Transformation and Motility of Human Platelets: Details of the Shape Change and Release Reaction Observed by Optical and Electron Microscopy

• Published in: The Journal of cell biology Vol. 83; no. 1; pp. 126 - 142
• Main Authors: Allen, Robert D., Zacharski, Leo R., Widirstky, Suzanne T., Rosenstein, Robert, Zaitlin, Linda M., Burgess, David R.
• Format: Journal Article
• Language: English
• Published: United States Rockefeller University Press 01.10.1979; The Rockefeller University Press
• Subjects: Blood; Blood Platelets - ultrastructure; Cell biology; Cell Movement; Exocytosis; Fluorescence; Glass; Humans; Impact craters; Microscopes; Microscopy; Microscopy, Electron, Scanning; Microscopy, Interference; Platelet Adhesiveness; Platelets; Pseudopodia
• ISSN: 0021-9525; 1540-8140
• DOI: 10.1083/jcb.83.1.126

Blood platelets from 10 normal human subjects have been examined with a sensitive differential interference contrast (DIC) microscope. The entire transformation process during adhesion to glass is clearly visible and has been recorded cinematographically, including the disk to sphere change of shape, the formation of sessile protuberances, the extension and retraction of pseudopodia, and the spreading, ruffling, and occasional regression of the hyalomere. The exocytosis of intact dense bodies can be observed either by DIC microscopy, or by epifluorescence microscopy in platelets stained with mepacrine.

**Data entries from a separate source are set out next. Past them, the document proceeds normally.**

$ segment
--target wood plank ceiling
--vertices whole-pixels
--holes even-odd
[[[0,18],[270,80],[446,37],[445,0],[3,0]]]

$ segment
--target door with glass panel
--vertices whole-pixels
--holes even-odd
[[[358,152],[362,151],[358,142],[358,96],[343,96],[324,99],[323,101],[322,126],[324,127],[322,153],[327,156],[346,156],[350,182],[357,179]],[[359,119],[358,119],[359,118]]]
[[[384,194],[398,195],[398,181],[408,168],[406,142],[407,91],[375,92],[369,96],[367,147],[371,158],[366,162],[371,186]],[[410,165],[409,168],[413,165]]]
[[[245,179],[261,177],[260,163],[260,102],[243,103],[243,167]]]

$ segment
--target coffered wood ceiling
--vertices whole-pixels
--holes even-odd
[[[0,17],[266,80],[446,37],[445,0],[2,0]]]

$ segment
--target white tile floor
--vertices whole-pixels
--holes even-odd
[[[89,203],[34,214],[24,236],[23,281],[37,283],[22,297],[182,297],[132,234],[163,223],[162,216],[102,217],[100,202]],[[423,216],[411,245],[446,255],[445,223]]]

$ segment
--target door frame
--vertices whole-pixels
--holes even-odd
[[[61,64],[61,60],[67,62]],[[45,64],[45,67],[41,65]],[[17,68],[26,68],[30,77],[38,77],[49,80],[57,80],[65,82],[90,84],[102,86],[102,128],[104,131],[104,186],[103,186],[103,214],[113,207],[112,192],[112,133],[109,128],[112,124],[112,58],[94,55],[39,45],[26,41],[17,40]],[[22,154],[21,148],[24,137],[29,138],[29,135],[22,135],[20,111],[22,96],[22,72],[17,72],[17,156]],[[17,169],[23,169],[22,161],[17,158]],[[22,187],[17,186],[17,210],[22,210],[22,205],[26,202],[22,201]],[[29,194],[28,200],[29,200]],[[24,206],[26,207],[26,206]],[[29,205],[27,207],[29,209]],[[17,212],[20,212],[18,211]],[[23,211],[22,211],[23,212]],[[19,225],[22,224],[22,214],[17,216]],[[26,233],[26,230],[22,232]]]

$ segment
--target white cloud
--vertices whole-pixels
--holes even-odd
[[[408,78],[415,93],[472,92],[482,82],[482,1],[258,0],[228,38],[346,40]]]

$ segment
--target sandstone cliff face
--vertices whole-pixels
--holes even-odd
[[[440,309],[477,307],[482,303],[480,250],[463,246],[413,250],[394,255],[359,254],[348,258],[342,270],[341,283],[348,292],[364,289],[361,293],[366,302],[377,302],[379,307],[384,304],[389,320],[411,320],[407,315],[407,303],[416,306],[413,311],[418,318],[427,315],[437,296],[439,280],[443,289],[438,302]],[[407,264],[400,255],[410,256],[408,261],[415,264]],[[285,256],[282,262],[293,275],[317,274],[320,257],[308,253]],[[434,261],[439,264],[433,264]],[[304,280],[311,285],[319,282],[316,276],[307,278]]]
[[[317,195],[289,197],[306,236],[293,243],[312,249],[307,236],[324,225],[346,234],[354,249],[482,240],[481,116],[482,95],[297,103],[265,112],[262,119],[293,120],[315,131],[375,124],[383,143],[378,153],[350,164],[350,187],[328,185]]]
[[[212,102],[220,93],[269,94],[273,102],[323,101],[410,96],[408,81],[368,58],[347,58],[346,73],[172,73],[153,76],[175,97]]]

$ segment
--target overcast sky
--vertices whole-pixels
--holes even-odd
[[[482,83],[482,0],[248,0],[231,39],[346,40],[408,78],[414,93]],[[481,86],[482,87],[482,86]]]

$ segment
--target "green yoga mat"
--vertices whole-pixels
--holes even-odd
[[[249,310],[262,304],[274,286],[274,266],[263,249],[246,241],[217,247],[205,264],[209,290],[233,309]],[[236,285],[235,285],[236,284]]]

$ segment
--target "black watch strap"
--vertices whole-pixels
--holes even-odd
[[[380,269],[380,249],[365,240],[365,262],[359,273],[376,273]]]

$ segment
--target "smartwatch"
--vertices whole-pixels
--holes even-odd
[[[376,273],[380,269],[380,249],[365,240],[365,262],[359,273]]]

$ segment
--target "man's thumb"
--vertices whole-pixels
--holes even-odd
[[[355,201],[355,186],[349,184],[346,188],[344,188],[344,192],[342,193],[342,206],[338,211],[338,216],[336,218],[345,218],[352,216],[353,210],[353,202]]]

Details of fluorescent flashes indicate that the dense bodies usually release their contents extracellularly, but may do so intracytoplasmically under the influence of strong, short wavelength light on some preparations of mepacrine-stained platelets. The release of one or more dense bodies leaves a crater of variable size on the upper surface of the granulomere. Such craters represent the surface component of the open canalicular system and their formation and disappearance can be directly observed. Because these techniques permit quantitation of several parameters of motility which are not readily observable by other techniques, it is suggested that high extinction DIC microscope examination may become a rapid and useful method of studying congenital and acquired platelet disorders. Many features of platelet transformation have been confirmed and extended by scanning electron micrographs. These can in turn be interpreted by reference to time-lapse films of living platelets.